これにより、上記の第2実施形態においても、通信情報収集部104がユーザの端末によって通信が行われた時刻と、その通信時の端末の位置に関する情報を収集し、予測位置決定部154が特定の配信時刻の属する時間帯における通信時間が最も長い位置を予測位置として決定し、コンテンツ選択部155が決定された予測位置に基づいてコンテンツを選択して、データ配信手段113がそのコンテンツを配信する。これにより、ユーザの端末位置情報が取得されなかった場合であっても、通信時にユーザが存在する確度の高い場所に応じたコンテンツの配信が行われる。
なお、本発明は上述した実施形態に限定されるものではなく、例えば、本実施形態にかかるコンテンツ配信サーバ1,2は、コンテンツ格納部163に格納されたコンテンツファイルをユーザの端末に送信するように動作していたが、これは、コンテンツ配信サーバ1,2が、ユーザの端末に他のコンテンツ配信装置の電話番号、IPアドレス等のアドレスを送信した後、ユーザの端末が、コンテンツ配信装置にアクセスしてコンテンツを取得するようにしても良い。
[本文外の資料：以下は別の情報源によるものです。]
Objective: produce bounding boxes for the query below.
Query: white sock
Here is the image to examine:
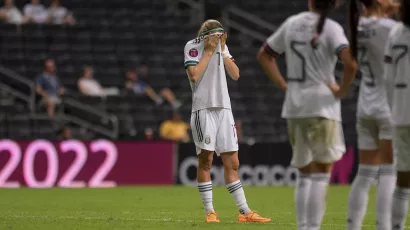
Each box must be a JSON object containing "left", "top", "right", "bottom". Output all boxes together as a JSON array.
[
  {"left": 295, "top": 173, "right": 312, "bottom": 230},
  {"left": 392, "top": 187, "right": 410, "bottom": 230},
  {"left": 306, "top": 173, "right": 330, "bottom": 230},
  {"left": 226, "top": 180, "right": 251, "bottom": 215},
  {"left": 347, "top": 165, "right": 379, "bottom": 230},
  {"left": 198, "top": 181, "right": 214, "bottom": 214},
  {"left": 377, "top": 164, "right": 396, "bottom": 230}
]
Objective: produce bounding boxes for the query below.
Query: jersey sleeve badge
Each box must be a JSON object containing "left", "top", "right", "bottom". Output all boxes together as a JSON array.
[{"left": 189, "top": 48, "right": 199, "bottom": 57}]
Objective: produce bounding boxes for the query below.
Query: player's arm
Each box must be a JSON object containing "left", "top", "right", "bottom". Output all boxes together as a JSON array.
[
  {"left": 186, "top": 52, "right": 213, "bottom": 83},
  {"left": 221, "top": 34, "right": 240, "bottom": 81},
  {"left": 223, "top": 57, "right": 239, "bottom": 81},
  {"left": 327, "top": 24, "right": 357, "bottom": 98},
  {"left": 257, "top": 21, "right": 288, "bottom": 91},
  {"left": 330, "top": 47, "right": 358, "bottom": 98},
  {"left": 257, "top": 45, "right": 287, "bottom": 91},
  {"left": 186, "top": 35, "right": 219, "bottom": 83}
]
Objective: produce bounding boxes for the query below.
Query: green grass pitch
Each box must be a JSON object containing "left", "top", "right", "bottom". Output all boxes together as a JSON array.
[{"left": 0, "top": 186, "right": 408, "bottom": 229}]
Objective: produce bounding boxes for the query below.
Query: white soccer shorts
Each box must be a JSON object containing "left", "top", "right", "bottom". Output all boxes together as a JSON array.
[
  {"left": 287, "top": 118, "right": 346, "bottom": 168},
  {"left": 394, "top": 126, "right": 410, "bottom": 172},
  {"left": 356, "top": 116, "right": 393, "bottom": 150},
  {"left": 191, "top": 108, "right": 238, "bottom": 156}
]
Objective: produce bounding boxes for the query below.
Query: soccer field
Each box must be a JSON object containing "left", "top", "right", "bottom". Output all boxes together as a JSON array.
[{"left": 0, "top": 186, "right": 406, "bottom": 230}]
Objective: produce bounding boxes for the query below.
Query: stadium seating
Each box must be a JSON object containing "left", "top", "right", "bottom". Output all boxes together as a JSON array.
[{"left": 0, "top": 0, "right": 357, "bottom": 142}]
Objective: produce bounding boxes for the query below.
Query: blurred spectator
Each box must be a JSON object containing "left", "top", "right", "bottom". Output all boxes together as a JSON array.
[
  {"left": 47, "top": 0, "right": 75, "bottom": 25},
  {"left": 59, "top": 126, "right": 72, "bottom": 140},
  {"left": 124, "top": 68, "right": 181, "bottom": 109},
  {"left": 35, "top": 59, "right": 64, "bottom": 117},
  {"left": 159, "top": 112, "right": 190, "bottom": 143},
  {"left": 136, "top": 63, "right": 182, "bottom": 109},
  {"left": 0, "top": 0, "right": 27, "bottom": 24},
  {"left": 78, "top": 66, "right": 119, "bottom": 97},
  {"left": 24, "top": 0, "right": 47, "bottom": 24},
  {"left": 145, "top": 128, "right": 154, "bottom": 141}
]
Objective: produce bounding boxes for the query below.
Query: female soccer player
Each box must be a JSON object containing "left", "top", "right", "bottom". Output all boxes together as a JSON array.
[
  {"left": 384, "top": 1, "right": 410, "bottom": 229},
  {"left": 346, "top": 1, "right": 399, "bottom": 229},
  {"left": 184, "top": 19, "right": 271, "bottom": 223},
  {"left": 257, "top": 0, "right": 357, "bottom": 229}
]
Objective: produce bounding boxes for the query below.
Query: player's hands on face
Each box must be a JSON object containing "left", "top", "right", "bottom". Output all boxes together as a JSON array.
[
  {"left": 204, "top": 34, "right": 220, "bottom": 54},
  {"left": 221, "top": 32, "right": 227, "bottom": 51}
]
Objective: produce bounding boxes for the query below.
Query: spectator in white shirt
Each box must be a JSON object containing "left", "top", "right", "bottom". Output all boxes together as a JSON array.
[
  {"left": 0, "top": 0, "right": 27, "bottom": 24},
  {"left": 78, "top": 66, "right": 119, "bottom": 97},
  {"left": 24, "top": 0, "right": 47, "bottom": 24},
  {"left": 47, "top": 0, "right": 75, "bottom": 25}
]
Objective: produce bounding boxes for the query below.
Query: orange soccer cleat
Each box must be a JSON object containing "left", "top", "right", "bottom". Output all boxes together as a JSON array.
[
  {"left": 205, "top": 211, "right": 220, "bottom": 223},
  {"left": 238, "top": 211, "right": 271, "bottom": 223}
]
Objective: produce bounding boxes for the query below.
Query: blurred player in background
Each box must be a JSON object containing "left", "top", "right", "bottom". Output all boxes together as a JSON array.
[
  {"left": 346, "top": 1, "right": 399, "bottom": 229},
  {"left": 257, "top": 0, "right": 357, "bottom": 229},
  {"left": 184, "top": 19, "right": 271, "bottom": 223},
  {"left": 384, "top": 0, "right": 410, "bottom": 229}
]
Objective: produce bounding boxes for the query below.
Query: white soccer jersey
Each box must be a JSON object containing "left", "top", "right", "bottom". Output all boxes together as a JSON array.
[
  {"left": 265, "top": 12, "right": 348, "bottom": 121},
  {"left": 184, "top": 37, "right": 233, "bottom": 112},
  {"left": 357, "top": 17, "right": 397, "bottom": 119},
  {"left": 384, "top": 23, "right": 410, "bottom": 126}
]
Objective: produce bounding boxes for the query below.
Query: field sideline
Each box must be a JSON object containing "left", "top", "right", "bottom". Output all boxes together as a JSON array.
[{"left": 0, "top": 186, "right": 409, "bottom": 229}]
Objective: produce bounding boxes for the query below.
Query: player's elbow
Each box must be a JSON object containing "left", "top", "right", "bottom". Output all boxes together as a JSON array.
[
  {"left": 188, "top": 75, "right": 199, "bottom": 83},
  {"left": 187, "top": 67, "right": 199, "bottom": 83},
  {"left": 231, "top": 71, "right": 240, "bottom": 81},
  {"left": 345, "top": 59, "right": 358, "bottom": 73}
]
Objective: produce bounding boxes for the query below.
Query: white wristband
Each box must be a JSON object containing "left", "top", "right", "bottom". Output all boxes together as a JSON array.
[{"left": 222, "top": 50, "right": 229, "bottom": 59}]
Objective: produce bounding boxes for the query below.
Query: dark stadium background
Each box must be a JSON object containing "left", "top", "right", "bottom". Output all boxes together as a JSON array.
[{"left": 0, "top": 0, "right": 360, "bottom": 188}]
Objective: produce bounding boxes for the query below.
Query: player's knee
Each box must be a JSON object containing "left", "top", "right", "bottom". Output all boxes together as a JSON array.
[
  {"left": 231, "top": 162, "right": 240, "bottom": 171},
  {"left": 225, "top": 159, "right": 240, "bottom": 172},
  {"left": 198, "top": 150, "right": 213, "bottom": 171},
  {"left": 198, "top": 160, "right": 212, "bottom": 171}
]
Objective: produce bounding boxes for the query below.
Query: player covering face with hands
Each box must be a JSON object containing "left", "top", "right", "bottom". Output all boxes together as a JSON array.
[
  {"left": 257, "top": 0, "right": 358, "bottom": 229},
  {"left": 184, "top": 19, "right": 271, "bottom": 223}
]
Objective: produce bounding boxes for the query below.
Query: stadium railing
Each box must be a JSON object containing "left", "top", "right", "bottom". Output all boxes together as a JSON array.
[
  {"left": 222, "top": 5, "right": 278, "bottom": 42},
  {"left": 170, "top": 0, "right": 205, "bottom": 24},
  {"left": 62, "top": 98, "right": 119, "bottom": 139},
  {"left": 0, "top": 64, "right": 119, "bottom": 139},
  {"left": 0, "top": 66, "right": 35, "bottom": 112}
]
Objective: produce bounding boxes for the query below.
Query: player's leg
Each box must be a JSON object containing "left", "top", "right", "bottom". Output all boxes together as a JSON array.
[
  {"left": 391, "top": 127, "right": 410, "bottom": 230},
  {"left": 220, "top": 151, "right": 250, "bottom": 214},
  {"left": 288, "top": 119, "right": 313, "bottom": 230},
  {"left": 216, "top": 109, "right": 271, "bottom": 223},
  {"left": 197, "top": 150, "right": 216, "bottom": 216},
  {"left": 295, "top": 164, "right": 313, "bottom": 230},
  {"left": 348, "top": 118, "right": 380, "bottom": 230},
  {"left": 219, "top": 151, "right": 271, "bottom": 223},
  {"left": 191, "top": 109, "right": 219, "bottom": 222},
  {"left": 307, "top": 118, "right": 345, "bottom": 230},
  {"left": 376, "top": 132, "right": 395, "bottom": 230}
]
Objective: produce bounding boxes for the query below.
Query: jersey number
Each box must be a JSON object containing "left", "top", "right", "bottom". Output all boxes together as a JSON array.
[
  {"left": 392, "top": 45, "right": 409, "bottom": 88},
  {"left": 216, "top": 52, "right": 221, "bottom": 66},
  {"left": 357, "top": 47, "right": 375, "bottom": 87},
  {"left": 289, "top": 41, "right": 306, "bottom": 82}
]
また、本実施形態におけるPHS端末203には、ユーザの位置捕捉手段として、RFIDタグ204が内蔵されていたが、PHS端末203を特定可能なものであればこれに限られるものではなく、例えば、バーコードを付したり、赤外線通信機器等を内蔵したりして、コンテンツ配信サーバ1,2によって、そこからID情報が受信されるように構成しても良い。
1,2…コンテンツ配信サーバ、101,102,103…通信I/F、104…通信情報収集部、105,151…通信特性算出部、106,152…要求受信部、107…配信管理部、108,154…予測位置決定部、109…通信手段決定部、110…コンテンツ種別決定部、111,155…コンテンツ選択部、112…データ変換部、113…データ配信手段、113a…音声応答部、113b…メール応答部、113c…WEBサーバ部、114…プロトコル変換部、121…ユーザ情報格納部、122…配信履歴格納部、123…通信履歴格納部、124,161…通信特性格納部、125…スケジュール情報格納部、126…通信手段情報格納部、127,163…コンテンツ格納部、153…位置情報取得部、162…コンテンツ情報格納部、201…携帯電話機、202…PDA端末、203…PHS端末、204…RFIDタグ、301…移動体通信ネットワーク、302…インターネット、303…専用線ネットワーク、40…タグリーダ装置、50…無線LAN親機。